A kind of inorganic semiconductor compound interface layer of formation obtains the composite thermoelectric material of the application.
Preferably, ball milling is high-energy ball milling, three-dimensional vibration at least one of ball milling and common planetary ball milling.More preferably
, ball milling carries out in glove box, and water content is less than 0.1ppm in glove box, and oxygen content is less than 0.1ppm.
It should be noted that carrying out ball milling in glove box or under oxygen free condition, its purpose is to avoid that oxygen occurs
Change, avoids causing thermoelectricity capability to decline because of oxidation.

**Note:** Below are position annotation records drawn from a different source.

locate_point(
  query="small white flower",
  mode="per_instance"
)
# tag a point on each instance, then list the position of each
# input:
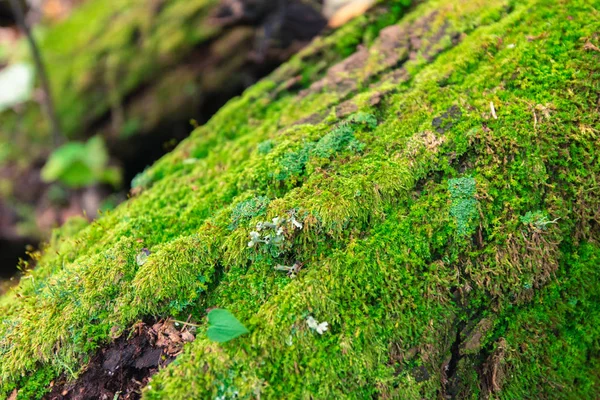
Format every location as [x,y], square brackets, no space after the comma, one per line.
[316,326]
[312,323]
[322,327]
[296,223]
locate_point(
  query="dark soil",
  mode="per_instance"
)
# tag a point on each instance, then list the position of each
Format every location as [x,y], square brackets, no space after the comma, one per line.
[123,368]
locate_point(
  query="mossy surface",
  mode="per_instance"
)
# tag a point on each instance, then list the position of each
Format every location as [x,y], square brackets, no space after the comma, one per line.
[452,251]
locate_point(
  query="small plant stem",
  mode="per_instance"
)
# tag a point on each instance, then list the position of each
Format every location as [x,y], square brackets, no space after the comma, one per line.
[47,101]
[187,323]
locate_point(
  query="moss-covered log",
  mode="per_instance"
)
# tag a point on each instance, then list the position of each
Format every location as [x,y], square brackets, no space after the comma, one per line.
[136,72]
[439,188]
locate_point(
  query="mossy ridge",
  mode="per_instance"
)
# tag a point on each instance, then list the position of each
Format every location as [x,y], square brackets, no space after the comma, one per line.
[329,244]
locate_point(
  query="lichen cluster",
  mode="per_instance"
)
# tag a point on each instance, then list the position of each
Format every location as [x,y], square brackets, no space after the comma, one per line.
[421,240]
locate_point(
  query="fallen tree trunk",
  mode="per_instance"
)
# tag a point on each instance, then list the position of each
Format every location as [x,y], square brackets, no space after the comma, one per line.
[136,72]
[435,202]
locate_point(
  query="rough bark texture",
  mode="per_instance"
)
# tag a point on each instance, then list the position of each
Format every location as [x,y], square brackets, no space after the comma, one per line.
[136,72]
[445,174]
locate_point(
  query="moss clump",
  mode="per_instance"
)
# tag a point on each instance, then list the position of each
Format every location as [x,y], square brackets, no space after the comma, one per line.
[414,310]
[464,204]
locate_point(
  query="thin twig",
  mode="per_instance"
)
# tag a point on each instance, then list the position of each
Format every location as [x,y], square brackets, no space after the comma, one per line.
[39,64]
[186,323]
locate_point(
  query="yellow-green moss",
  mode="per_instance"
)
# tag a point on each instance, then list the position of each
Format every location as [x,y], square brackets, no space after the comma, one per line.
[419,303]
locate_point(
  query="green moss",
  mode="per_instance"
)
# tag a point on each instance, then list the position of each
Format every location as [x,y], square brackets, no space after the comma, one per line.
[413,244]
[464,205]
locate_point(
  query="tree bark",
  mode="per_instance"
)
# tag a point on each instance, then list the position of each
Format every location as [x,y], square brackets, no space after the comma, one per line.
[434,194]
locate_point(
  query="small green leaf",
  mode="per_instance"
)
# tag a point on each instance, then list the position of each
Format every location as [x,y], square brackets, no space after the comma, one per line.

The preparation method of the block thermoelectric material for disclosing the application on one side again of the application, including in the compound of the application
On the basis of thermoelectric material preparation method, further, prepared composite thermoelectric material is sintered to form block thermoelectricity
Material.
Preferably, it is sintered to plasma hot pressing sintering.It is furthermore preferred that the condition of plasma hot pressing sintering is vacuum degree
For not less than 8 × 10-3Pa, pressure 30-60MPa, heating rate are 5-200 DEG C/min, sintering temperature is 100-400 DEG C, are protected
The warm time is 2-100min.
The beneficial effects of the present application are as follows:
The composite thermoelectric material of the application, in the surface coated inorganic semiconducting compound boundary layer of conventional thermoelectric material,
Change interface performance by inorganic semiconductor compound interface layer, thus the Seebeek coefficient for reducing thermal conductivity, increasing material,
So that composite thermoelectric material has higher thermoelectric figure of merit, the transfer efficiency of thermal energy and electric energy is effectively raised.

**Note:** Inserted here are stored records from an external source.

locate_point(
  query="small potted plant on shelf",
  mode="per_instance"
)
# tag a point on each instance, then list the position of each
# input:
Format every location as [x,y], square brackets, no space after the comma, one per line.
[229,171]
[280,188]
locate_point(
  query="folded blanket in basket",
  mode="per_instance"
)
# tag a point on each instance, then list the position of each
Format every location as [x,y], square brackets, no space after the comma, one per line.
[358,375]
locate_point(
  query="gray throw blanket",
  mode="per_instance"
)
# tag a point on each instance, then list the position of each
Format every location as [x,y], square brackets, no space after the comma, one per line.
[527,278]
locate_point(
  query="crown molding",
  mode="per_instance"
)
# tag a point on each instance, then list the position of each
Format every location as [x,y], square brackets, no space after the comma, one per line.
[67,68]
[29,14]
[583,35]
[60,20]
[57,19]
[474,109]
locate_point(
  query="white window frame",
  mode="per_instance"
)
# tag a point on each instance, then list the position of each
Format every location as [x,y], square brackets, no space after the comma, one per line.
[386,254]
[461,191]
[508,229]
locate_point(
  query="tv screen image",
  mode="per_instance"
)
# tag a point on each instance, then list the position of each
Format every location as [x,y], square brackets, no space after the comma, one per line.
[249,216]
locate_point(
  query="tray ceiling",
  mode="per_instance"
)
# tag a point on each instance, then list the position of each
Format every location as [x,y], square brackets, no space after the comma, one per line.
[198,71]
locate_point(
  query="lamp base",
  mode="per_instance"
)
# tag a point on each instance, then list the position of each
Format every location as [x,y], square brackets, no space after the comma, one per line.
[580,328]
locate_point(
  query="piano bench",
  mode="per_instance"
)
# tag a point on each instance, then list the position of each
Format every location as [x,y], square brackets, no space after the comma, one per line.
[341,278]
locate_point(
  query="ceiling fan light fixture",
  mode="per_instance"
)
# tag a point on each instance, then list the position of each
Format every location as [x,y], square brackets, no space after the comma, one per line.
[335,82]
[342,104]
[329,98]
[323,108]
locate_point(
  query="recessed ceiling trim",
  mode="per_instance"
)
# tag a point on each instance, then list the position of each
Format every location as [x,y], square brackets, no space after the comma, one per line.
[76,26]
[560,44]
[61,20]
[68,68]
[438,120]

Detailed description of the invention
Fig. 1 is the N-shaped Bi of depositing ultrathin ZnO layer in surface in the embodiment of the present application one2Te2.7Se0.3Composite thermoelectric material
Transmission electron microscope picture;
Fig. 2 is the conductivity test result figure of composite thermoelectric material in the embodiment of the present application, and in figure, ordinate is conductance
Rate, abscissa are the test temperatures of material;
Fig. 3 is the Seebeck coefficient test result figure of composite thermoelectric material in the embodiment of the present application, and in figure, ordinate is plug
Seebeck coefficient, abscissa are the test temperatures of material;
Fig. 4 is the ZT value test result figure of composite thermoelectric material in the embodiment of the present application, and in figure, ordinate is the ZT of material
Value, abscissa is the test temperature of material;
Fig. 5 is TiO in the embodiment of the present application three2Layer cladding N-shaped Bi2Te2.7Se0.3Composite thermoelectric material transmitted electron
Microscope photograph;
Fig. 6 is the conductivity test result figure of composite thermoelectric material in the embodiment of the present application three, and in figure, ordinate is conductance
Rate, abscissa are the test temperatures of material;
Fig. 7 is the Seebeck coefficient test result figure of composite thermoelectric material in the embodiment of the present application three, and in figure, ordinate is
Seebeck coefficient, abscissa are the test temperatures of material;
Fig. 8 is the ZT value test result figure of composite thermoelectric material in the embodiment of the present application three, and in figure, ordinate is material
ZT value, abscissa are the test temperatures of material.
Specific embodiment
The application to thermoelectric material carry out largely study during find, the thermoelectricity transmission characteristic of thermoelectric material with
The interfacial characteristics of material are closely related, and the accurate interfacial structure for controlling material and component are that one for regulating and controlling pyroelectric material performance has
Effect approach.Interface, which can scatter phonon, leads to the reduction of thermal conductivity κ, while introducing interface potential barrier and can use the energy mistake at interface
Filter effect effectively improves the power factor of material.Therefore, the modified method in surface can be effectively improved the pyroelecthc properties of material.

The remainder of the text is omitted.